Tuesday, August 30, 2005

Blaming PowerPoint for NASA disasters

This is slightly bizarre but I can see the point Tufte is making.

Did PowerPoint make the space shuttle crash? Could it doom another mission?

Preposterous as this may sound, the ubiquitous Microsoft "presentation software" has twice been singled out for special criticism by task forces reviewing the space shuttle disaster.

Perhaps I've sat through too many PowerPoint presentations lately, but I think the trouble with these critics is that they don't go far enough: The software may be as much of a mind-numbing menace to those of us who intend to remain earthbound as it is to astronauts.

Did PowerPoint make the space shuttle crash?
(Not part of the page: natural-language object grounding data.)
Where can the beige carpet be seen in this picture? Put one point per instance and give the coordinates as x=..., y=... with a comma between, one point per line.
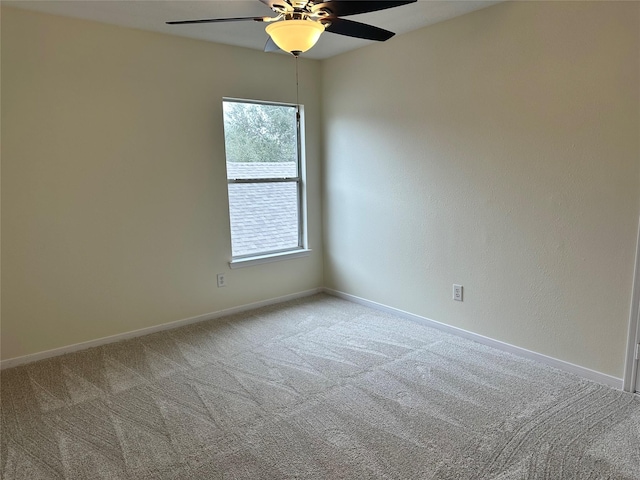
x=317, y=388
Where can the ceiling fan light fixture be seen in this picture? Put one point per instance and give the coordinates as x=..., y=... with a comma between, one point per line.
x=295, y=36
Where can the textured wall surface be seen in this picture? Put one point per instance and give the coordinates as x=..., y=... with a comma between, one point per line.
x=114, y=195
x=498, y=150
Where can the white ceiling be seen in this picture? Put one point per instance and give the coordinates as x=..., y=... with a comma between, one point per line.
x=152, y=15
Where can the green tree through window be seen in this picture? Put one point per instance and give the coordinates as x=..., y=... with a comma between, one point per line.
x=264, y=182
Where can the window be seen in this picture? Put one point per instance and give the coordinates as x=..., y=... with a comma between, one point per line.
x=264, y=180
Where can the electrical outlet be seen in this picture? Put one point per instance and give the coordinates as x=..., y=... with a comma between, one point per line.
x=457, y=292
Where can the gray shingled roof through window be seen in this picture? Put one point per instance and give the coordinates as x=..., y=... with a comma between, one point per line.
x=264, y=216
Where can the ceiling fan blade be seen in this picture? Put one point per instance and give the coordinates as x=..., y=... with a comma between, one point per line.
x=358, y=30
x=271, y=46
x=219, y=20
x=343, y=8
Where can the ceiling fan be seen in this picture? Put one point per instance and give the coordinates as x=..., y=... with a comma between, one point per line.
x=298, y=24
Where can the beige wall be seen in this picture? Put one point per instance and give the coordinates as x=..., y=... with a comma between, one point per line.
x=498, y=150
x=114, y=204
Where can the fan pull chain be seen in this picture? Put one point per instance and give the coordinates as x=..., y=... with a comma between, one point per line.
x=297, y=92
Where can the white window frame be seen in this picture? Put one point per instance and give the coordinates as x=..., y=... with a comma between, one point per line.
x=302, y=249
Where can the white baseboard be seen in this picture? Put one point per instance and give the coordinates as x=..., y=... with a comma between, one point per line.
x=522, y=352
x=16, y=361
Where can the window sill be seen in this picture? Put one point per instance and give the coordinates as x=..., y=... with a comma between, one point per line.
x=273, y=257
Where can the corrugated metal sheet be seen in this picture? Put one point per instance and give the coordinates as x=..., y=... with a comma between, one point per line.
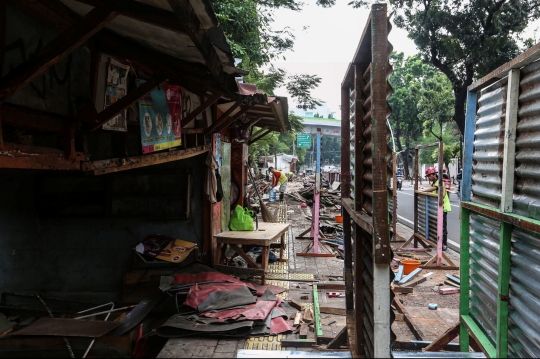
x=527, y=166
x=489, y=145
x=484, y=262
x=524, y=309
x=367, y=188
x=352, y=104
x=367, y=289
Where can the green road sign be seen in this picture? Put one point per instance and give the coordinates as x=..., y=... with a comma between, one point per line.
x=303, y=140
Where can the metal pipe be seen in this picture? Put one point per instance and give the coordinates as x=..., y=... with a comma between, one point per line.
x=105, y=312
x=66, y=342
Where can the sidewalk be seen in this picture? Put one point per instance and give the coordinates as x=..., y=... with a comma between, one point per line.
x=296, y=274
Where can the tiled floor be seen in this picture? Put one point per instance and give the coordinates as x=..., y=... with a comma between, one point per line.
x=304, y=269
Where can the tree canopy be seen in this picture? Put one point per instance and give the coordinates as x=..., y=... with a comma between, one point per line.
x=465, y=39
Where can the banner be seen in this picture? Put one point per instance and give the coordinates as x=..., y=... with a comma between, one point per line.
x=160, y=118
x=116, y=89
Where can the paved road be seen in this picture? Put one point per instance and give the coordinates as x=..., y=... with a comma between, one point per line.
x=406, y=213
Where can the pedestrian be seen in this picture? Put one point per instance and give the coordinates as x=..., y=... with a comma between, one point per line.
x=432, y=176
x=279, y=179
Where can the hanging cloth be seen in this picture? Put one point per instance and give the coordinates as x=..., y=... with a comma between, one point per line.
x=211, y=182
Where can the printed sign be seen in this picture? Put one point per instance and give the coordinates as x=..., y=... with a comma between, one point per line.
x=303, y=140
x=116, y=89
x=160, y=118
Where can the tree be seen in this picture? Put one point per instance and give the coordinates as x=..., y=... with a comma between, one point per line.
x=435, y=104
x=465, y=39
x=407, y=78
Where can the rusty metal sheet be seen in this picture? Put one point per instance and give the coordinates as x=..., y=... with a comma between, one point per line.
x=68, y=328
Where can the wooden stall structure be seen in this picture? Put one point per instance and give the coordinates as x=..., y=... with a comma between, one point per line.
x=500, y=222
x=365, y=189
x=74, y=140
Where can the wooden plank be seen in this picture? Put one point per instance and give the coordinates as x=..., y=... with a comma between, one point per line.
x=446, y=291
x=55, y=51
x=410, y=276
x=126, y=163
x=406, y=290
x=224, y=120
x=242, y=273
x=362, y=220
x=126, y=101
x=509, y=154
x=452, y=284
x=399, y=274
x=297, y=318
x=38, y=158
x=524, y=59
x=293, y=303
x=297, y=342
x=141, y=12
x=305, y=254
x=33, y=120
x=331, y=310
x=316, y=312
x=421, y=280
x=340, y=339
x=337, y=285
x=202, y=107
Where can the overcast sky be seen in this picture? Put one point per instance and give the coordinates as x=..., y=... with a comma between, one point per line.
x=328, y=44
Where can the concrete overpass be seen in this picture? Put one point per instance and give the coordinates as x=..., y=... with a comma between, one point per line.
x=329, y=127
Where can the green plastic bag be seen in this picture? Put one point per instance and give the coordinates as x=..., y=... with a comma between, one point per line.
x=241, y=220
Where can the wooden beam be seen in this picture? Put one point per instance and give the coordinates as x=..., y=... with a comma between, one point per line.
x=126, y=101
x=37, y=158
x=55, y=51
x=60, y=17
x=259, y=137
x=362, y=220
x=127, y=163
x=33, y=120
x=196, y=32
x=140, y=12
x=196, y=112
x=223, y=120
Could it doom another mission? Preposterous as this may sound, the ubiquitous Microsoft "presentation software"
has twice been singled out for special criticism by task forces reviewing the space shuttle disaster.'

PowerPoint's failings have been outlined most vividly by Yale political scientist Edward Tufte, a specialist in the visual display of information. In a 2003 Wired magazine article headlined "PowerPoint Is Evil" and a less dramatically titled pamphlet, "The Cognitive Style of PowerPoint," Tufte argued that the program encourages "faux-analytical" thinking that favors the slickly produced "sales pitch" over the sober exchange of information.

Exhibit A in Tufte's analysis is a PowerPoint slide presented to NASA senior managers in January 2003, while the space shuttle Columbia was in the air and the agency was weighing the risk posed by tile damage on the shuttle wings. Key information was so buried and condensed in the rigid PowerPoint format as to be useless.

"It is easy to understand how a senior manager might read this PowerPoint slide and not realize that it addresses a life-threatening situation," the Columbia Accident Investigation Board concluded, citing Tufte's work. The board devoted a full page of its 2003 report to the issue, criticizing a space agency culture in which, it said, "the endemic use of PowerPoint" substituted for rigorous technical analysis.